Le statut juridique de l’activité freelance n’est pas conditionné par votre statut principal : vous pouvez créer une micro-entreprise, une EI au réel ou une société, sous réserve des règles spécifiques détaillées ci-dessous (notamment pour les fonctionnaires).
Salarié + freelance
C’est le cas de cumul le plus répandu. Il est autorisé par défaut, à condition de respecter quelques règles.
Clause d’exclusivité et obligation de loyauté
Votre contrat de travail peut contenir une clause d’exclusivité vous interdisant toute autre activité professionnelle. Depuis la loi du 4 août 2008, cette clause n’est plus opposable pendant la première année d’activité d’un créateur ou repreneur d’entreprise (article L1222-5 du Code du travail), sauf justification précise par l’employeur. ⚠️ à vérifier au cas par cas en relisant votre contrat.
Même en l’absence de clause, vous restez tenu par une obligation générale de loyauté envers votre employeur :
- Interdiction de concurrencer directement son employeur (même clientèle, même type de service).
- Interdiction d’utiliser les moyens, clients ou fournisseurs de l’entreprise pour son activité freelance.
- Interdiction de prospecter ou de travailler pour des concurrents.
Faut-il prévenir son employeur ?
Il n’existe aucune obligation légale générale d’informer son employeur du démarrage d’une activité freelance. Mais beaucoup de contrats imposent une déclaration préalable ou une autorisation écrite — vérifiez votre contrat avant de vous lancer.
Si votre contrat contient une clause de non-concurrence post-contrat (qui s’applique après votre départ), elle ne couvre que la période suivant la rupture du contrat. Pendant l’emploi, c’est la clause d’exclusivité et l’obligation de loyauté qui s’appliquent.
Durée maximale du travail
L’article L8261-1 du Code du travail est sans ambiguïté : le cumul d’activités salariées et indépendantes ne peut conduire à dépasser la durée maximale légale du travail, soit :
- 10 heures par jour,
- 48 heures par semaine,
- 44 heures par semaine en moyenne sur une période de 12 semaines consécutives.
C’est rarement contrôlé en pratique mais le plafond est opposable en cas de litige (accident du travail, contentieux prud’homal).
Cotisations sociales et fiscalité
Vous restez affilié au régime général pour la maladie-maternité via votre employeur (qui prélève les cotisations sur votre salaire).
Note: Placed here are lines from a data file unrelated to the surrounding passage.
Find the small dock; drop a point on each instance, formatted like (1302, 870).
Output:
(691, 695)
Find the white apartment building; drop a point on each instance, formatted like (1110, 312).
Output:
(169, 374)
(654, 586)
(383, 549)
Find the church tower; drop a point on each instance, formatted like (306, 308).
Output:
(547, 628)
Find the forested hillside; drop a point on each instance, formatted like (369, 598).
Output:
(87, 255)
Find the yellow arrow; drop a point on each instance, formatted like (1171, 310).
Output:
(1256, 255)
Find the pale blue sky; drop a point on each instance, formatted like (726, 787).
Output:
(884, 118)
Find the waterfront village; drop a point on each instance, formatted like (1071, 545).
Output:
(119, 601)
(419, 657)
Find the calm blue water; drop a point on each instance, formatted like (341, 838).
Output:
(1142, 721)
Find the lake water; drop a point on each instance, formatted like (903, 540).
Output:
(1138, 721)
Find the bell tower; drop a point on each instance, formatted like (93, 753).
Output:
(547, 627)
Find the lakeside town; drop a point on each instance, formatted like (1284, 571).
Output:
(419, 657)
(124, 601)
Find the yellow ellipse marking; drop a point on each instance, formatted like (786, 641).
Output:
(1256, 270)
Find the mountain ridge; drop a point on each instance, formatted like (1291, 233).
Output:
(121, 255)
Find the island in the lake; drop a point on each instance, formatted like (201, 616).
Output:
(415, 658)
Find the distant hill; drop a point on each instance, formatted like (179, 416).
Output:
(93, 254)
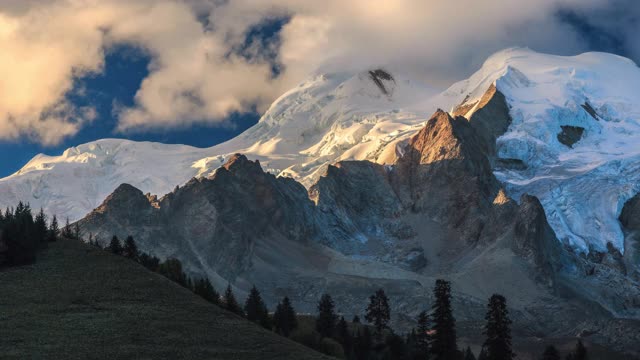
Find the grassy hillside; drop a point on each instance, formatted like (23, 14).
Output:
(78, 302)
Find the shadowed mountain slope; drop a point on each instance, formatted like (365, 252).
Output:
(79, 302)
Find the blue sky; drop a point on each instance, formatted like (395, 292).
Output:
(609, 26)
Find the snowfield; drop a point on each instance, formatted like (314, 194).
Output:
(364, 116)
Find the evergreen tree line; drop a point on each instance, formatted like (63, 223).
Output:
(22, 234)
(433, 338)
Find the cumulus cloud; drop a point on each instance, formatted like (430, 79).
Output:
(196, 74)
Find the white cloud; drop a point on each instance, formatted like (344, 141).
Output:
(45, 45)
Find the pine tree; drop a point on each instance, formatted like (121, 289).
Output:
(483, 354)
(550, 353)
(498, 329)
(172, 270)
(205, 289)
(378, 312)
(284, 318)
(363, 344)
(66, 231)
(54, 229)
(343, 336)
(468, 354)
(76, 231)
(396, 346)
(150, 262)
(130, 249)
(255, 309)
(230, 302)
(580, 353)
(422, 335)
(444, 343)
(326, 321)
(41, 227)
(114, 246)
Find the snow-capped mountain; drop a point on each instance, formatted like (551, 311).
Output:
(572, 140)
Vos revenus freelance sont en parallèle soumis aux cotisations URSSAF correspondant à votre statut indépendant :
- Micro-entreprise : cotisations forfaitaires de 21,2 % (services BIC) à 25,6 % (BNC) du chiffre d’affaires en 2026 — voir charges sociales.
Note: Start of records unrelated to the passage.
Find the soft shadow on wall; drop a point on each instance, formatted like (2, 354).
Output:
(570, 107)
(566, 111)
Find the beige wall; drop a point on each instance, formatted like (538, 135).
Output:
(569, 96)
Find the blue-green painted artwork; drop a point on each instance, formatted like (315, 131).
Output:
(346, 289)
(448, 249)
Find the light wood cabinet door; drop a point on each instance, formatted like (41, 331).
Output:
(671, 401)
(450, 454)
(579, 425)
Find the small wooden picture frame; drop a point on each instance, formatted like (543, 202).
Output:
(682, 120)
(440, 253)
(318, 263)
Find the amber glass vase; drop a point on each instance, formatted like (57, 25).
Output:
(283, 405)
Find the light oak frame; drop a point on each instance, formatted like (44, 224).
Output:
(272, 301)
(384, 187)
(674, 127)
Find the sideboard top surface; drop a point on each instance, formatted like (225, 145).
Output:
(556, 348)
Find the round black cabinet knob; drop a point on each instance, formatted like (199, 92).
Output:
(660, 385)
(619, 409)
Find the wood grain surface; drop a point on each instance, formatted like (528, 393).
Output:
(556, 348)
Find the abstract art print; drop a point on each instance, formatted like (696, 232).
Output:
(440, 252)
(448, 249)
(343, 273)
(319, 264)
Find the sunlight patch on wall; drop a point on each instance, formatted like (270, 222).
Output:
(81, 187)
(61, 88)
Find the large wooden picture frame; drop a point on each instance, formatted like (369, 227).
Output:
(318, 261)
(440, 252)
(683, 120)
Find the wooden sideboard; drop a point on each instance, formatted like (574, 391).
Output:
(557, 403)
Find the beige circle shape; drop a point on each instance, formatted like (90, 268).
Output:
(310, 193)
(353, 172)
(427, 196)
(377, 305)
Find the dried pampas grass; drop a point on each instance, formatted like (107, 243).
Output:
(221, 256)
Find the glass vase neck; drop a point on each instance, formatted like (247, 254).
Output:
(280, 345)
- EI au réel ou société : cotisations calculées sur le bénéfice ou la rémunération, avec un plancher minimum.
Sur le plan fiscal, les deux revenus se déclarent séparément sur la déclaration 2042 :
- Salaires dans la case 1AJ.
- Micro-BNC dans les cases 5KO / 5HQ (déclaration contrôlée : 5QC / 5QI).
- Micro-BIC services dans les cases 5KP / 5HP.
- Micro-BIC vente dans les cases 5KO / 5HO.
L’administration applique l’abattement forfaitaire prévu pour le régime micro puis intègre le bénéfice au revenu global imposé au barème progressif.
Fonctionnaire + freelance
Le cumul est ici fortement encadré. Le principe est l’interdiction d’exercer une activité privée lucrative ; les exceptions sont limitativement énumérées par décret.
Autorisation hiérarchique obligatoire
Toute activité accessoire exercée par un agent public est soumise à autorisation préalable de la hiérarchie (article L123-2 du Code général de la fonction publique). L’agent dépose une demande écrite décrivant l’activité, sa durée et sa rémunération prévisionnelle. L’administration dispose d’un mois pour répondre — le silence vaut acceptation au-delà.
L’autorisation peut être retirée à tout moment si l’activité accessoire s’avère incompatible avec les fonctions exercées ou avec l’intérêt du service.
Activités accessoires autorisées
Les activités accessoires sont limitativement énumérées par le décret n° 2017-105 du 27 janvier 2017. Parmi les plus courantes pour un freelance :
- Formation, enseignement, conseil, expertise.
- Activité agricole.
- Services à la personne.
- Vente de biens produits personnellement par l’agent (activité artisanale ou artistique).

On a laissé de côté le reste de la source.